Hydraulic Jump Reproduksi Aliran Air Untuk Lubang Putih

Tinuku
KeSimpulan.com - Meskipun Ibu kita di dapur mungkin tidak mengenal Stephen William Hawking, tetapi setiap hari membuktikan "lubang putih" yang bikin pusing fisikawan.

Reaktor pemukul partikel yang mahal bukan satu-satunya cara untuk menjelajahi lebih jauh dunia fisika. Hidupkan keran dapur dan air memancar memukul wastafel berperilaku seperti sebuah lubang putih. Lawan dari teori lubang hitam. Aliran air akan menyebar ke disk tipis melingkar ketika menghantam wastafel. Disk ini memiliki properti yang tidak biasa: dikelilingi oleh "bibir" melingkar di mana perubahan ketinggian air tiba-tiba.

Hydraulic jump telah membingungkan fisikawan setidaknya seratus tahun. John Strutt, atau dikenal sebagai Lord Rayleigh, menerbitkan deskripsi matematika pertama fenomena ini tahun 1914. Berbagai jenis masalah hidrodinamika yang sulit untuk dipecahkan.

Beberapa tahun terakhir, studi tentang lompatan hidrolik telah diintensifkan karena para fisikawan telah menunjukkan bahwa lompatan hidrolik adalah contoh dari objek jauh lebih eksotis yaitu lubang putih, lawan dari lubang hitam. Sebuah white hole adalah daerah yang memancarkan gelombang dan partikel tetapi gelombang dan partikel tidak bisa masuk. Sedangkan lubang hitam sebaliknya. Belum ada seorang pun melakukan pembuktian eksperimental.

Sampai hari ini, Gil Jannes dari Universit e de Nice Sophia Antipolis di France et amis memberikan bukti. Sebuah lubang putih akan eksisi jika aliran air yang melintasi hydraulic jump lebih cepat daripada perjalanan gelombang. Ini berarti gelombang bisa lolos dari lubang tetapi tidak dapat masuk melawan arus.

Tetapi untuk membuktikan menjadi rumit. Masalah bermuara dalam mengukur kedua sifat karakteristik lubang putih yaitu aliran air di disk melingkar dan kecepatan di mana perjalanan gelombang di permukaan air. Masalahnya adalah lapisan tipis wafer air sehingga sulit untuk mengukur dengan akurat.

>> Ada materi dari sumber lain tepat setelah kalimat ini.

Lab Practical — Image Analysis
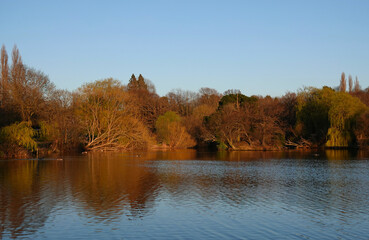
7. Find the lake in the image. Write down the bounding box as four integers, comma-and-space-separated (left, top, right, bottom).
0, 150, 369, 239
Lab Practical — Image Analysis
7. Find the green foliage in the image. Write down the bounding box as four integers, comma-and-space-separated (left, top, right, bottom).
297, 87, 367, 147
36, 121, 58, 141
0, 122, 37, 151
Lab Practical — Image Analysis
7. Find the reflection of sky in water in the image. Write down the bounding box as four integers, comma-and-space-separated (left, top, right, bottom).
0, 151, 369, 239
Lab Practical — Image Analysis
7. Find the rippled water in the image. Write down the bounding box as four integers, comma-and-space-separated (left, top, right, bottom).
0, 151, 369, 239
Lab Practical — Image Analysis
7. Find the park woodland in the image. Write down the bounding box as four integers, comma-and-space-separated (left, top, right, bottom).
0, 46, 369, 158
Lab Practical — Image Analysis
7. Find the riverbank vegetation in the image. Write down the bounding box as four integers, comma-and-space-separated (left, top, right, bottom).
0, 46, 369, 157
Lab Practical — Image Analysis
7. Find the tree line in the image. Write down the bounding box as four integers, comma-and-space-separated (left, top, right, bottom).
0, 46, 369, 157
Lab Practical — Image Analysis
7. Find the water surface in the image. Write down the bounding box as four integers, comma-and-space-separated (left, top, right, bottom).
0, 150, 369, 239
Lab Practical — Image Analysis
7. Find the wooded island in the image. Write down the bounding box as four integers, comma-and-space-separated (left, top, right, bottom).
0, 46, 369, 158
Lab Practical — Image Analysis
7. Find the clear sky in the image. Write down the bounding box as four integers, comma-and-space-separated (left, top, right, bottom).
0, 0, 369, 96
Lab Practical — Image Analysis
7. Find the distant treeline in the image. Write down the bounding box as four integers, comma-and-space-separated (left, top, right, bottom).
0, 46, 369, 157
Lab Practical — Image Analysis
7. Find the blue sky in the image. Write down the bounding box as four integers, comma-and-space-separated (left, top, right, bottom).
0, 0, 369, 96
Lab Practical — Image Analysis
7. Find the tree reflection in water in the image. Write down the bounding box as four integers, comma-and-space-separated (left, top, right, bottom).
0, 150, 369, 238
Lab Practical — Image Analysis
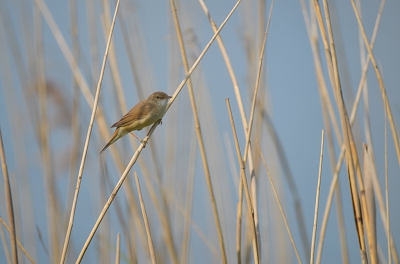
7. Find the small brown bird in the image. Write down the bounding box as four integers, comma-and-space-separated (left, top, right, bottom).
100, 92, 172, 154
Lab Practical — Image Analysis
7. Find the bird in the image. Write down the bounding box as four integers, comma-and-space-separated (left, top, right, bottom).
100, 92, 172, 154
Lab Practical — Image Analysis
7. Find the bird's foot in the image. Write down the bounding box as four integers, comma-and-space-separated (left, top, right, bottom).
140, 139, 147, 148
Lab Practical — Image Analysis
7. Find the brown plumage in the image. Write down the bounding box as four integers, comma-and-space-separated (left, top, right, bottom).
100, 92, 172, 153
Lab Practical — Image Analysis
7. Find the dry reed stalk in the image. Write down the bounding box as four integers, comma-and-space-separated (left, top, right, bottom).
115, 233, 121, 264
384, 103, 392, 264
323, 0, 376, 264
257, 142, 301, 263
314, 0, 368, 259
35, 0, 94, 107
134, 156, 178, 263
0, 224, 12, 263
76, 121, 159, 263
63, 0, 81, 227
76, 0, 241, 263
313, 1, 385, 258
310, 129, 324, 264
60, 0, 120, 264
133, 171, 156, 264
350, 0, 400, 165
0, 128, 18, 264
0, 20, 37, 263
170, 0, 227, 263
109, 173, 138, 263
103, 1, 170, 260
368, 147, 400, 264
33, 2, 61, 262
225, 98, 260, 263
363, 54, 399, 263
102, 0, 128, 114
180, 94, 197, 263
363, 144, 378, 262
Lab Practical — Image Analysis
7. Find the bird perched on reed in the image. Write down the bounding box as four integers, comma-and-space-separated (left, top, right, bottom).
100, 92, 172, 154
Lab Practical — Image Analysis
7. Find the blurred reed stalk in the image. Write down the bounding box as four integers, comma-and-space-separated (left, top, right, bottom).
133, 171, 156, 264
257, 141, 302, 263
310, 129, 325, 264
225, 99, 260, 263
170, 0, 227, 263
0, 128, 18, 264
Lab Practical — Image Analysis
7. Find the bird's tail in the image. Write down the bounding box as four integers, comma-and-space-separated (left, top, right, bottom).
100, 128, 121, 154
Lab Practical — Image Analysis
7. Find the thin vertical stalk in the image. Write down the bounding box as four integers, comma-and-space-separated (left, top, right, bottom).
0, 217, 35, 263
350, 0, 400, 165
133, 171, 156, 264
170, 0, 227, 263
76, 0, 241, 263
310, 129, 324, 264
60, 0, 120, 264
0, 128, 18, 264
257, 144, 301, 263
115, 233, 121, 264
225, 98, 259, 263
384, 102, 392, 264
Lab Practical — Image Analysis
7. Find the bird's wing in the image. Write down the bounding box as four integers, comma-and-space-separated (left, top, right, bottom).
111, 101, 155, 127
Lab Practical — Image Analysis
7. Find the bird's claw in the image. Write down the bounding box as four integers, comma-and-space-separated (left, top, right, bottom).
140, 139, 147, 148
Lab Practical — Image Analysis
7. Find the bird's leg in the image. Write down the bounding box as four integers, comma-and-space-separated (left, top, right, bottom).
130, 132, 147, 147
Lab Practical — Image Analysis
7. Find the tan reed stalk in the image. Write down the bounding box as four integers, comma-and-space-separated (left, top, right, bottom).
0, 224, 12, 263
317, 1, 385, 258
34, 3, 61, 262
76, 121, 159, 263
242, 4, 274, 261
133, 158, 178, 263
0, 20, 37, 263
63, 0, 81, 223
363, 144, 378, 262
225, 98, 260, 263
384, 103, 392, 264
76, 3, 241, 263
170, 0, 227, 263
363, 51, 399, 263
133, 171, 157, 264
85, 0, 100, 83
168, 0, 242, 109
368, 147, 400, 264
59, 0, 120, 264
180, 116, 197, 263
103, 1, 171, 256
105, 173, 137, 263
35, 0, 94, 107
175, 198, 221, 263
115, 233, 121, 264
310, 129, 324, 264
350, 0, 400, 165
314, 0, 366, 259
199, 0, 248, 264
257, 141, 301, 263
323, 0, 380, 264
102, 0, 128, 114
0, 128, 18, 264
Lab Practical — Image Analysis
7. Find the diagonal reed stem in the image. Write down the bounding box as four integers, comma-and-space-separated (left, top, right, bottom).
0, 128, 18, 264
170, 0, 227, 263
257, 142, 301, 263
133, 171, 156, 264
225, 98, 259, 263
60, 0, 120, 264
76, 0, 241, 263
310, 129, 324, 264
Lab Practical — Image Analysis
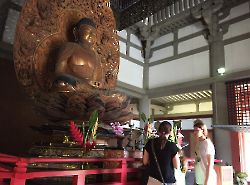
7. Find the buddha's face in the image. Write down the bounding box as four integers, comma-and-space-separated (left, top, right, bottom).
78, 24, 96, 44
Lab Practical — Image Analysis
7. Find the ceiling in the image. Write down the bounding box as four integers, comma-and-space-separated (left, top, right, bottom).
152, 90, 212, 107
0, 0, 247, 105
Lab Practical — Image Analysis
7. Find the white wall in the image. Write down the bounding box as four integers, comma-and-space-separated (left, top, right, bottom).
130, 34, 141, 46
223, 18, 250, 40
149, 46, 174, 62
178, 22, 205, 38
220, 3, 249, 22
151, 33, 174, 48
118, 58, 143, 88
129, 47, 144, 63
178, 35, 208, 53
119, 41, 126, 55
225, 39, 250, 73
149, 51, 209, 88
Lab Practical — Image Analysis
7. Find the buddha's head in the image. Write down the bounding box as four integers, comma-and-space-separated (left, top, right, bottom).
74, 18, 96, 45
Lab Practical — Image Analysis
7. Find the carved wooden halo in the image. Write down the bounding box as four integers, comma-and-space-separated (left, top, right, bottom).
14, 0, 120, 96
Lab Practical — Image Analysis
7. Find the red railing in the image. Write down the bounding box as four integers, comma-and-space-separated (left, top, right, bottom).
0, 154, 139, 185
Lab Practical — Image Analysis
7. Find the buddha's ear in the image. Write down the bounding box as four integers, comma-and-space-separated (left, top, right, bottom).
73, 26, 78, 42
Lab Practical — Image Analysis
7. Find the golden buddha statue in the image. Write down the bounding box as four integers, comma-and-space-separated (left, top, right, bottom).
53, 18, 104, 92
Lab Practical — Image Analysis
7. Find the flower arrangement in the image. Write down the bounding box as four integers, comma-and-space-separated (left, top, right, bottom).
110, 122, 124, 136
140, 112, 158, 144
70, 111, 98, 151
235, 172, 248, 185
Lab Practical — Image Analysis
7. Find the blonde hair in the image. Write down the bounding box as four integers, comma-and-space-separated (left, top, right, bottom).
194, 119, 208, 137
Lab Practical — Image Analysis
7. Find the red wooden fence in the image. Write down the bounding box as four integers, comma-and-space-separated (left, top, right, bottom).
0, 153, 139, 185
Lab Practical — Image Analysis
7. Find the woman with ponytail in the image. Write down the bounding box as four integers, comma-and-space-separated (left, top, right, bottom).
143, 121, 180, 185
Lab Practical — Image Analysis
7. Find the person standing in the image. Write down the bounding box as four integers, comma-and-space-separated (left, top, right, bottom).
194, 119, 217, 185
143, 121, 180, 185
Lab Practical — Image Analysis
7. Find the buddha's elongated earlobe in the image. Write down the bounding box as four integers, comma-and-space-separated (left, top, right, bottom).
73, 26, 78, 42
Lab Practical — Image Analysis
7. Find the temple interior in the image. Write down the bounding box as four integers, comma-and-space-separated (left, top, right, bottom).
0, 0, 250, 185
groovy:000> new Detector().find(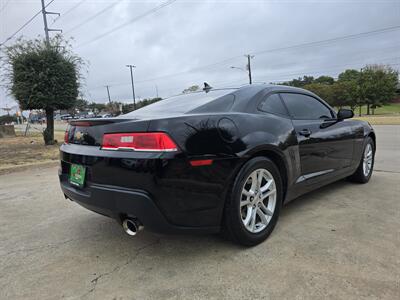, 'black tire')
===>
[348,137,375,183]
[222,157,283,246]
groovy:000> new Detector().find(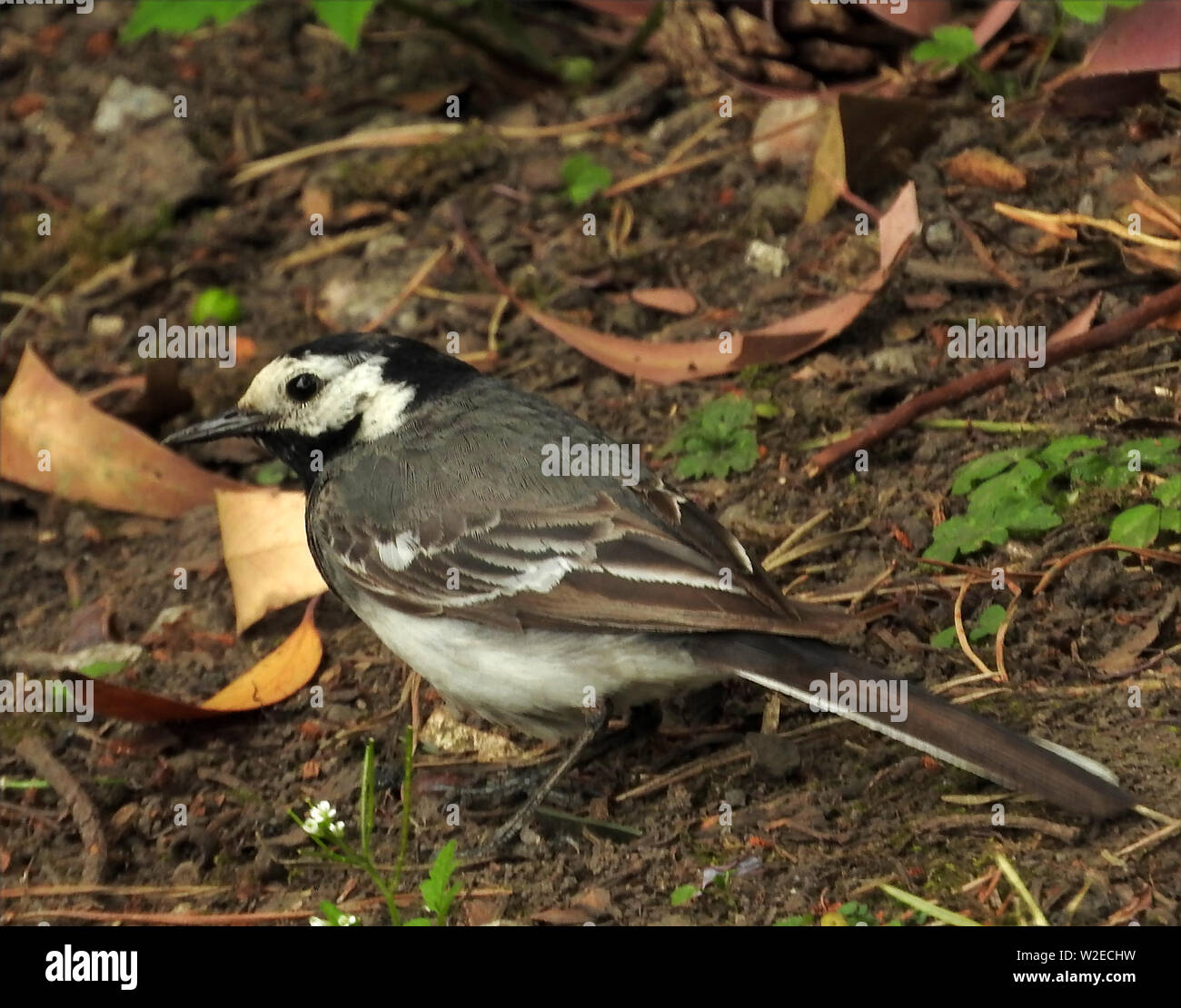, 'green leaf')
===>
[910,25,979,66]
[968,460,1046,525]
[996,497,1062,535]
[968,603,1005,641]
[418,840,461,924]
[952,449,1032,495]
[562,153,611,206]
[922,515,1008,562]
[1111,438,1181,469]
[771,914,816,928]
[656,395,759,479]
[1153,473,1181,507]
[1062,0,1107,25]
[1067,454,1111,483]
[193,287,243,326]
[1060,0,1142,25]
[1107,504,1161,547]
[312,0,375,51]
[119,0,260,43]
[930,627,956,648]
[357,739,377,857]
[1037,434,1107,469]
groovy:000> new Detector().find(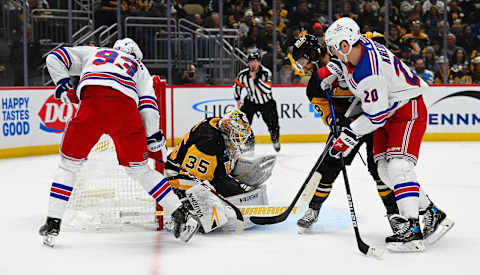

Namun, Jannes dan rekannya memiliki masalah sebaliknya. Jangankan mengukur dua sifat secara langsung yang mungkin menemukan rasio dengan mengukur "Kerucut Mach terkait dengan aliran super tipis di bagian dalam wilayah lompatan."

Terdengar rumit tetapi sebenarnya mudah. Letakkan jari Anda ke dalam disk air dan aliran berbetuk v tersebut adalah kerucut Mach. Sudut bentuk v merupakan nilai penting dalam mengukur. "Kami menyediakan sebuah demonstrasi eksperimental lingkaran hydraulic jump merupakan sebuah lubang putih hidrodinamika," kata Jannes yang melaporkan ke server preprint arXiv.org/abs/1010.1701:

We provide an experimental demonstration that the circular hydraulic jump represents a hydrodynamic white hole or gravitational fountain (the time-reverse of a black hole) by measuring the angle of the Mach cone created by an object in the “supersonic” inner flow region. We emphasise the general character of this gravitational analogy by showing theoretically that the white hole horizon constitutes a stationary and spatial saddle-node bifurcation within dynamical-systems theory. Some perspectives are outlined on the usefulness of the circular jump as an experimentally viable white hole model for analogue gravity, in particular with respect to the ongoing debate on the robustness of Hawking radiation.

Ini temuan yang menakjubkan dan eksotis untuk mereproduksi karakteristik objek alam semesta ke dalam wastafel dapur Anda bersama Stephen Hawking.
  1. G. Jannes, R. Piquet, P. Maissa, C. Mathis, G. Rousseaux. The circular jump is a white hole, arXiv:1010.1701 [physics.flu-dyn], Submitted on 8 Oct 2010.